Linux-NVDIMM Archive on lore.kernel.org
 help / color / Atom feed
From: Vishal Verma <vishal.l.verma@intel.com>
To: <linux-nvdimm@lists.01.org>
Cc: Dave Hansen <dave.hansen@linux.intel.com>,
	Ben Olson <ben.olson@intel.com>,
	Michal Biesek <michal.biesek@intel.com>
Subject: [ndctl PATCH 07/10] daxctl: detect races when onlining memory blocks
Date: Wed,  2 Oct 2019 17:49:22 -0600
Message-ID: <20191002234925.9190-8-vishal.l.verma@intel.com> (raw)
In-Reply-To: <20191002234925.9190-1-vishal.l.verma@intel.com>

Sometimes, system configuration can result in new memory blocks getting
onlined automatically.
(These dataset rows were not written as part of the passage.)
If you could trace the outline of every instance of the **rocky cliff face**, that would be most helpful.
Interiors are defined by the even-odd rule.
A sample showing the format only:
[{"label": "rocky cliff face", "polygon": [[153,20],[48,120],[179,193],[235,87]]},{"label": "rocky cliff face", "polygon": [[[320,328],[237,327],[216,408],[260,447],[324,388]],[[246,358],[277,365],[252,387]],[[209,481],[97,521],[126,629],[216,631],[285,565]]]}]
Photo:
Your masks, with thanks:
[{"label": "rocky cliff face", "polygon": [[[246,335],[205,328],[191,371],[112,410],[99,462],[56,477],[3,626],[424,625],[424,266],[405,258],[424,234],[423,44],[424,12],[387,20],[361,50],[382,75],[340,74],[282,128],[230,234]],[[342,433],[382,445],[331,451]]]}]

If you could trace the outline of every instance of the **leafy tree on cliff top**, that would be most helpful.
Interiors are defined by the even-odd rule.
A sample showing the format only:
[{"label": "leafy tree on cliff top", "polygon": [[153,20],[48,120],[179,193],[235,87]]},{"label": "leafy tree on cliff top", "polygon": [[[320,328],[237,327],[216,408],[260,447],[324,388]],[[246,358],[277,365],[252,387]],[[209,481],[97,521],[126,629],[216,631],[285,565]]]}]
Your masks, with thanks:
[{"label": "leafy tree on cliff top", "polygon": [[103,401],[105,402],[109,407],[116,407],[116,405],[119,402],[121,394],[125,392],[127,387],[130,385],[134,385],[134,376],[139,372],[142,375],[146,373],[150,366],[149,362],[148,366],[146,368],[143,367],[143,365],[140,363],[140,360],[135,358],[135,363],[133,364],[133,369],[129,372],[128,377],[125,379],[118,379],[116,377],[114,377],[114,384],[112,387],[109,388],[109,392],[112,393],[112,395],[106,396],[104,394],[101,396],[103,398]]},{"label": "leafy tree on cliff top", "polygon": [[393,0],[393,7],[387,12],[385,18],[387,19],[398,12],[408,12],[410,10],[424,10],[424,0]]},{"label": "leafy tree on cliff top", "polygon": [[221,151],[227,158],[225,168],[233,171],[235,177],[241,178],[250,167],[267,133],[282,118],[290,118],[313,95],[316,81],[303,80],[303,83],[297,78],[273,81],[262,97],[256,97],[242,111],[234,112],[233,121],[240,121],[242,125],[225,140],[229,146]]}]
Often, these auto-onlining mechanisms don't
provide a choice or configurability in the matter of which zone is used
for these new blocks, and they just end up in ZONE_NORMAL.

Usually, for hot-plugged memory, ZONE_NORMAL is undesirable because:
 - An application might want total control over this memory
 - ZONE_NORMAL precludes hot-removal of this memory
 - Having kernel data structures in this memory, especially performance
   sensitive ones, such as page tables, may be undesirable.

Thus report if a race condition is encountered while onlining memory,
and provide the user options to remedy it.

Clarify the default zone expectations, and the race detection behavior
in the daxctl-reconfigure-device man page, and move the relevant section
under the 'Description' header, instead of hidden away under the
'--no-online' option.

Cc: Ben Olson <ben.olson@intel.com>
Cc: Dave Hansen <dave.hansen@linux.intel.com>
Cc: Dan Williams <dan.j.williams@intel.com>
Signed-off-by: Vishal Verma <vishal.l.verma@intel.com>
---
 daxctl/device.c        |  9 ++++++
 daxctl/lib/libdaxctl.c | 62 +++++++++++++++++++++++++++++-------------
 2 files changed, 52 insertions(+), 19 deletions(-)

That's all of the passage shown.